On March 4, 1916, Father Cieminski's task became further complicated when Father Jazdzewski was shot and killed in the rectory of Saint Casimir's Parish in Minneapolis by a former Holy Cross parishioner. Again, Father Cieminski successfully healed a congregation and brought it safely back into the fold.

===Winona===
In 1932, Father Cieminski, now aged 65, replaced the late Father Pacholski as pastor of Saint Stanislaus Kostka in Winona. For the first time in his career as a priest, Father Cieminski had the task of building upon an already existing foundation. He went on to become a respected figure in the Winona community,helped by the fact that he was Kashubian born and Winona raised, serving in the "Kashubian Capital of America." In 1943, his efforts were rewarded when Pope Pius XII raised him to the rank of Monsignor. In 1946, he retired after fifty-one years in the priesthood.
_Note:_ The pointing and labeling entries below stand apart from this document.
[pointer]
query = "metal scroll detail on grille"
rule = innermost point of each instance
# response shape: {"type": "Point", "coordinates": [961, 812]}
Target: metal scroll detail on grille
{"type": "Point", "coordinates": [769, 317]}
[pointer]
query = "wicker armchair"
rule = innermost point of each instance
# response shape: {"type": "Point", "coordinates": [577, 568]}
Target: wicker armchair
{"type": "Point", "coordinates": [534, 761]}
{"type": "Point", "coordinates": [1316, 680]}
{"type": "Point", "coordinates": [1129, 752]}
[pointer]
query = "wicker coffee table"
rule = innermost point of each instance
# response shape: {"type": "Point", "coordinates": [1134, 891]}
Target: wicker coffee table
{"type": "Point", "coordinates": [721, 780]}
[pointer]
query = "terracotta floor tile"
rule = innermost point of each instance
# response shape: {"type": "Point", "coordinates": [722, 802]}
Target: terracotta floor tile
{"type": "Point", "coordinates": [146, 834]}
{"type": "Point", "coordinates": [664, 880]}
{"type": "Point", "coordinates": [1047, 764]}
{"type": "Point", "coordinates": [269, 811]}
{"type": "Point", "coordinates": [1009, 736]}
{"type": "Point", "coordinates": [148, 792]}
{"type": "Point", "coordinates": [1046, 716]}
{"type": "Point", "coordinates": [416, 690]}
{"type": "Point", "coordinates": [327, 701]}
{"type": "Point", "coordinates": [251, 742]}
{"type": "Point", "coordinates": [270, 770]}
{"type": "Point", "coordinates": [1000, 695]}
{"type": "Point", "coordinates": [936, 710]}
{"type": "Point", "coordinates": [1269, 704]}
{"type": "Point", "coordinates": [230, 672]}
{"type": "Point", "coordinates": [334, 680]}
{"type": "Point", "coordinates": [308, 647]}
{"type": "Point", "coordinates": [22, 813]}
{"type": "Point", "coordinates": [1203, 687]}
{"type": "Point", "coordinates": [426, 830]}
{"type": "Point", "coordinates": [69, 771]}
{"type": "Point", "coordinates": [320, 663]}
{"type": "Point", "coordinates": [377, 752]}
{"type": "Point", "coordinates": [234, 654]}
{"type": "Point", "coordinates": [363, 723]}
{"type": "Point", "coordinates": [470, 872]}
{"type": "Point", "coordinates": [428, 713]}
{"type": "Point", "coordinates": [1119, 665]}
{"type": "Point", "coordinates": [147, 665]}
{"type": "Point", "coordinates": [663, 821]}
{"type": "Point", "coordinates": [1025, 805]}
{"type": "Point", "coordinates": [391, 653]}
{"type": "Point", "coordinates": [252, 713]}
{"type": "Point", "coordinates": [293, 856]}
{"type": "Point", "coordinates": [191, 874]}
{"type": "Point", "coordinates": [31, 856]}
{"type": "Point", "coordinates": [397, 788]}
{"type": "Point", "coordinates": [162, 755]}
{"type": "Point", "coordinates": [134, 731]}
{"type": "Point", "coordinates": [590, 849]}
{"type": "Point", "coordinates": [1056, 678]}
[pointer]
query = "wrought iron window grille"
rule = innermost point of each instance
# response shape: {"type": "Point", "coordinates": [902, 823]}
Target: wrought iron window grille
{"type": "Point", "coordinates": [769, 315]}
Father Joseph F. Cieminski died in a Saint James, Minnesota, retirement facility on November 19, 1959. Over his ninety-two years he had experienced - and taken an integral part in - dramatic changes for both the Roman Catholic Church in Minnesota and the Kashubian community of the Upper Mississippi Valley. He lies buried in Winona, among other members of the Cieminski family, in Saint Mary's Cemetery.